Мне присланы некоторые ее стихи этого времени. Это религиозные гимны. Это великое приятие всех бедствий и страданий, величайшее утверждение смирения и любви к Богу — в минуты таких испытаний, которые возводят к древнему Иову. Эти стихи не столько «литература», сколько свидетельство о душе, памятник скромного величия невидной, «незаметной» русской женщины. Как далеки, ничтожны кажутся все «богоборчества» разных литераторов рядом с её экстазом и любовью. Блок сказал о себе:
Меньше всего «модной» была покойная поэтесса, и никаких кощунственных слов она не говорила. Бог послал ей жизнь нешумную, лишенную славы и широкого поклонения. Медленно восходя, она испила «чашу с темным вином», но страдания и ужасы последних лет не только не погубили душу, но зажгли ее новым огнем.
Покойная А.Г. — яркий и прекрасный пример одоления зла добром. А.Г. испытала все мучения революции. Умерла она в прошлом году от усталости и надломленности тела, не так крепкого.
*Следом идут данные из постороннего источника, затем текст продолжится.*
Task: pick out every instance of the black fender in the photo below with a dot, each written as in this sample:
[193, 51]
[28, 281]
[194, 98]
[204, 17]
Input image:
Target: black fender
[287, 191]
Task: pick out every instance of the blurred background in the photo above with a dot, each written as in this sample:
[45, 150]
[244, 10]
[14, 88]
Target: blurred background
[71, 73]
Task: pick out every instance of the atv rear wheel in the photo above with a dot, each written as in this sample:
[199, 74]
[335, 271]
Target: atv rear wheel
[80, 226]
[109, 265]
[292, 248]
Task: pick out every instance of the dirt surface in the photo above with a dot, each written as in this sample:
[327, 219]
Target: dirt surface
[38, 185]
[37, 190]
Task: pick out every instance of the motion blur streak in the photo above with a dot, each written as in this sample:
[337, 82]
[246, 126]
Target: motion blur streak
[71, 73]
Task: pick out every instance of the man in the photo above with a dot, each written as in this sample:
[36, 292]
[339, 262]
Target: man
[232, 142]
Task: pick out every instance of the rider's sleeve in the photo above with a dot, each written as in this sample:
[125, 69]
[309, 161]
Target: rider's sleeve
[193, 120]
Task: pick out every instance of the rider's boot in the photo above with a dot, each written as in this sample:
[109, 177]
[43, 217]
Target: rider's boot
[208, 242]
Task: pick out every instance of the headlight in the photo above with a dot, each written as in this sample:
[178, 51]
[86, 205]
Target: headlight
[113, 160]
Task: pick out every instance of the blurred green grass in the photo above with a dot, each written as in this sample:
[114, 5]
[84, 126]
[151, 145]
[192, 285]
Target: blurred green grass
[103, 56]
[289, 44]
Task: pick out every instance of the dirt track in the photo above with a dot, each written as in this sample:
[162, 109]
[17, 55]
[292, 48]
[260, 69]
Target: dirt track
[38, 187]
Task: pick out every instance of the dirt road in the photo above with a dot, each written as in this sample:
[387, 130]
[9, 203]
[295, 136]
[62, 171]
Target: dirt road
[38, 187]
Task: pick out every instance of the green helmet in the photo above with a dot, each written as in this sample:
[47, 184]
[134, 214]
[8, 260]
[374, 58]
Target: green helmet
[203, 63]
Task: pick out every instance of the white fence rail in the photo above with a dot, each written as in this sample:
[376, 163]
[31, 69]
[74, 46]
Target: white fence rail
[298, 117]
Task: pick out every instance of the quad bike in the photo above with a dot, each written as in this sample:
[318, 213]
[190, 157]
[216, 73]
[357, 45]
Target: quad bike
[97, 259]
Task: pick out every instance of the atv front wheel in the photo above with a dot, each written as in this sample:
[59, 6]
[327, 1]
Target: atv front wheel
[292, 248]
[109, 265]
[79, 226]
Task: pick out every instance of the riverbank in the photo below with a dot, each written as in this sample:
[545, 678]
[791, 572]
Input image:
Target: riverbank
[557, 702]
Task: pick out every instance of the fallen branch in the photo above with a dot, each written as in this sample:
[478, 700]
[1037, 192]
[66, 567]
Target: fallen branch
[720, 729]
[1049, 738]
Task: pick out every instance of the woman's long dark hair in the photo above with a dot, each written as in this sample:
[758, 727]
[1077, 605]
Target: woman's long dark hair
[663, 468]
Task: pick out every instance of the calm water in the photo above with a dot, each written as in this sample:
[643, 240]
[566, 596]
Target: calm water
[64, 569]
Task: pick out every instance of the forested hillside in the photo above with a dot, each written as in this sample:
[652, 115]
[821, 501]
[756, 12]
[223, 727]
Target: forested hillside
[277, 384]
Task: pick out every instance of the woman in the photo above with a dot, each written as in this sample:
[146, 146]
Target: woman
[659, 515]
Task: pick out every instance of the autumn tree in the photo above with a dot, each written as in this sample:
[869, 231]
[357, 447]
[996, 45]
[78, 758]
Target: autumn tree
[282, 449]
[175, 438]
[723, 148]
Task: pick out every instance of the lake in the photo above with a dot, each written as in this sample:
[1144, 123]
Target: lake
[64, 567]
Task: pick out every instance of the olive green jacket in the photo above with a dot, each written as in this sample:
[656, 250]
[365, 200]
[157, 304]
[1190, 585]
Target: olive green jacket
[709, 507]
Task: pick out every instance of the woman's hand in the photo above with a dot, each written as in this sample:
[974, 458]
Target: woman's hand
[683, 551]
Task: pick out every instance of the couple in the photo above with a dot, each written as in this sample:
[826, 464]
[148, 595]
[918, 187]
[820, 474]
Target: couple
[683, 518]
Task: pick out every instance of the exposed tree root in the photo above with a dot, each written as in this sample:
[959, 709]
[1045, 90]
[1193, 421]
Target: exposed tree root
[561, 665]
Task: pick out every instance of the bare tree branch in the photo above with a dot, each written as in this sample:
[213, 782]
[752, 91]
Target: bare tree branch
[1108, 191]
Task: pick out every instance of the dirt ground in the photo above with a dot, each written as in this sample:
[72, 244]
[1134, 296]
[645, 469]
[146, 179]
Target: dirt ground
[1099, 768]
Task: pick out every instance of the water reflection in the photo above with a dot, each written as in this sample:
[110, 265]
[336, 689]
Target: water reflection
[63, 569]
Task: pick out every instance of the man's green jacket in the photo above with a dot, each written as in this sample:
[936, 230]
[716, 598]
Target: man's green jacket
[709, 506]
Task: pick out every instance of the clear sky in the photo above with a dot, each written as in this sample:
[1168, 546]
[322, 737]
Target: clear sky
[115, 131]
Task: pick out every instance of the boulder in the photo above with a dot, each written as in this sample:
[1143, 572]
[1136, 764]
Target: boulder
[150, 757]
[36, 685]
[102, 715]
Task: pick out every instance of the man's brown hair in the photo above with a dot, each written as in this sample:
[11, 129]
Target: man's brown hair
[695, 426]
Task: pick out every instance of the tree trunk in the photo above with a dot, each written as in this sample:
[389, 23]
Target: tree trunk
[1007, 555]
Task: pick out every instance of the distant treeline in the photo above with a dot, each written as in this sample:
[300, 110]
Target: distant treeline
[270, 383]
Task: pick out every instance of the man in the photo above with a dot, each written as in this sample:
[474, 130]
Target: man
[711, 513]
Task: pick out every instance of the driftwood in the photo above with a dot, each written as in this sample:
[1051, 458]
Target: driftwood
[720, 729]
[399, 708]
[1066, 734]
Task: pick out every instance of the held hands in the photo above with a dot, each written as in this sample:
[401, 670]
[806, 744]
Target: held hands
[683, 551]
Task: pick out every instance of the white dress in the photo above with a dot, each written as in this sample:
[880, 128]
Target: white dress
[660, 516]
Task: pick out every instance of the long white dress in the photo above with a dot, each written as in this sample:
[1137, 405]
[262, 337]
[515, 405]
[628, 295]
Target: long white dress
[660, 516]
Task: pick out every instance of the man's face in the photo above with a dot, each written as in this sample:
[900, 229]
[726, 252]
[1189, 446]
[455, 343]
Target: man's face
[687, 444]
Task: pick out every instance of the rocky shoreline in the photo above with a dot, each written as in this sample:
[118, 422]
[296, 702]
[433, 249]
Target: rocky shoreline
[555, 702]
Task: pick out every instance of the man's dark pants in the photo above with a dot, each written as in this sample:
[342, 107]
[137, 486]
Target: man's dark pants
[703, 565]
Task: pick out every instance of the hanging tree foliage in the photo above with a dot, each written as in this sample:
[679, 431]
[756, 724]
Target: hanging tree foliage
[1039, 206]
Революция прервала ее жизнь. Но она победила революцию, ибо никакие страдания не сломили ее души — они возвысили ее, очистили.
Так, растерзываемые на аренах, побеждали христианские первомученицы.
ПРИМЕЧАНИЯ
СТИХОТВОРЕНИЯ
В настоящем издании стихотворения Аделаиды Герцык представлены в хронологической последовательности и разделены на три части: первая часть (1897–1910) относится к тому периоду жизни А. Герцык, когда вселенная и собственная роль автора в ней еще не осознаны, ее тезис этого времени — я только сестра всему живому. 1897 год, когда состоялась первая стихотворная публикация А. Герцык, открывает этот ранний период, а завершает его единственный прижизненный сборник Аделаиды Герцык: «Стихотворения» (СПб., 1910). Вторая часть (1910–1917) — это стихи, написанные в наиболее благополучный период жизни поэтессы, который, словами Бориса Зайцева, характеризуется попыткой «романтизмом, героизмом, пафосом эстетическим преодолеть „сестринство“». Последний, третий период (1918–1925) — это трагический, но, одновременно, «лучезарнейший период поэтической работы» (Б. Зайцев). В разделении поэтического творчества Аделаиды Герцык на три периода мы следуем Борису Зайцеву — русскому православному писателю, который высоко оценил духовную поэзию Герцык и предпринял попытку ее осмысления и интерпретации в статье «Светлый путь» (Перезвоны, Рига, 1926). Очевидно, что при таком разделении поэтического творчества А. Герцык особенно заметен ее путь — от провинциальной девочки, пишущей стихи в духе современной ей эпохи, до религиозно-мистического поэта, достигающего в стихах высот прозрения и преодолевающего рутину жизни.